The robot logfile shows following:
INFO Executing command '/testcase_xy.py'. DEBUG [chan 28] Max
packet in: 32768 bytes INFO Command exited with return code 0.
INFO: Executing command '/testcase_xy_next.py'. DEBUG [chan 43] Max
packet in: 32768 bytes FAIL EOFError DEBUG Traceback (most recent
call last):
File "/usr/lib/python2.6/site-packages/SSHLibrary/library.py", line
881, in execute_command
stdout, stderr, rc = self.current.execute_command(command)

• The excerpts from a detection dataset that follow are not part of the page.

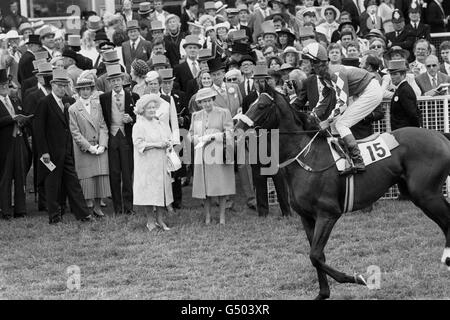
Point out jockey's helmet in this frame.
[302,42,328,61]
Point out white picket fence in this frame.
[267,95,450,205]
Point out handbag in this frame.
[167,148,181,172]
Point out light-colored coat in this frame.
[212,83,242,117]
[133,116,173,207]
[189,107,236,199]
[69,100,109,180]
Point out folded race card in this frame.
[40,156,56,171]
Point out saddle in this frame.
[327,132,399,172]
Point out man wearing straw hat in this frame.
[122,20,152,73]
[239,64,291,217]
[100,64,139,215]
[22,59,53,211]
[158,69,191,209]
[34,69,93,224]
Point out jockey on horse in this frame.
[293,43,383,175]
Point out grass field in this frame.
[0,182,450,299]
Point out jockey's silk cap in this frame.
[302,42,328,61]
[195,88,217,102]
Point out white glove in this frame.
[88,144,98,154]
[97,146,105,154]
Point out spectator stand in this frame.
[267,95,450,205]
[430,32,450,60]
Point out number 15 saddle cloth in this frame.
[327,132,399,171]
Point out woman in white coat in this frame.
[133,94,173,231]
[69,78,111,217]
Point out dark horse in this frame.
[236,88,450,299]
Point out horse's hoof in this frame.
[355,274,367,286]
[314,293,330,300]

File "/usr/lib/python2.6/site-packages/SSHLibrary/abstractclient.py",
line 219, in execute_command
self.start_command(command)
File "/usr/lib/python2.6/site-packages/SSHLibrary/abstractclient.py",
line 237, in start_command
self._started_commands.append(self._start_command(command))

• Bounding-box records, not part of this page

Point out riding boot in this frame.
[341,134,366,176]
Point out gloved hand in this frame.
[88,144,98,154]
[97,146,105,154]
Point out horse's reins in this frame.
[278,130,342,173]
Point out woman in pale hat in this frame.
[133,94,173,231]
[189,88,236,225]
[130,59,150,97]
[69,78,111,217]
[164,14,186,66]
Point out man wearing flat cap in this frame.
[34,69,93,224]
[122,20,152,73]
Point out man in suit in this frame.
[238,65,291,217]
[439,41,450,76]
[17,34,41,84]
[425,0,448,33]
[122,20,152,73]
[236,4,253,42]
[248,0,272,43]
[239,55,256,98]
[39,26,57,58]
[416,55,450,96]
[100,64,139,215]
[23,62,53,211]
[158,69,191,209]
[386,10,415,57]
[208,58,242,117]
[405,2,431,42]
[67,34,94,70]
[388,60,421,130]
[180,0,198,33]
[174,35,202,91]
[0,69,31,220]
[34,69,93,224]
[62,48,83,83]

File "/usr/lib/python2.6/site-packages/SSHLibrary/pythonclient.py",
line 85, in _start_command
cmd.run_in(new_shell)
File "/usr/lib/python2.6/site-packages/SSHLibrary/abstractclient.py",
line 1055, in run_in
self._execute()
File "/usr/lib/python2.6/site-packages/SSHLibrary/pythonclient.py",
line 201, in _execute
self._shell.exec_command(self._command)
File "/usr/lib/python2.6/site-packages/paramiko/channel.py", line 60,
in _check
return func(self, *args, **kwds)
File "/usr/lib/python2.6/site-packages/paramiko/channel.py", line 229,
in exec_command
self._wait_for_event()
File "/usr/lib/python2.6/site-packages/paramiko/channel.py", line
1086, in _wait_for_event
raise e
I have seen these behaviour in several different steps during the test execution.
Can someone help me whats the problem is or how we can solve it?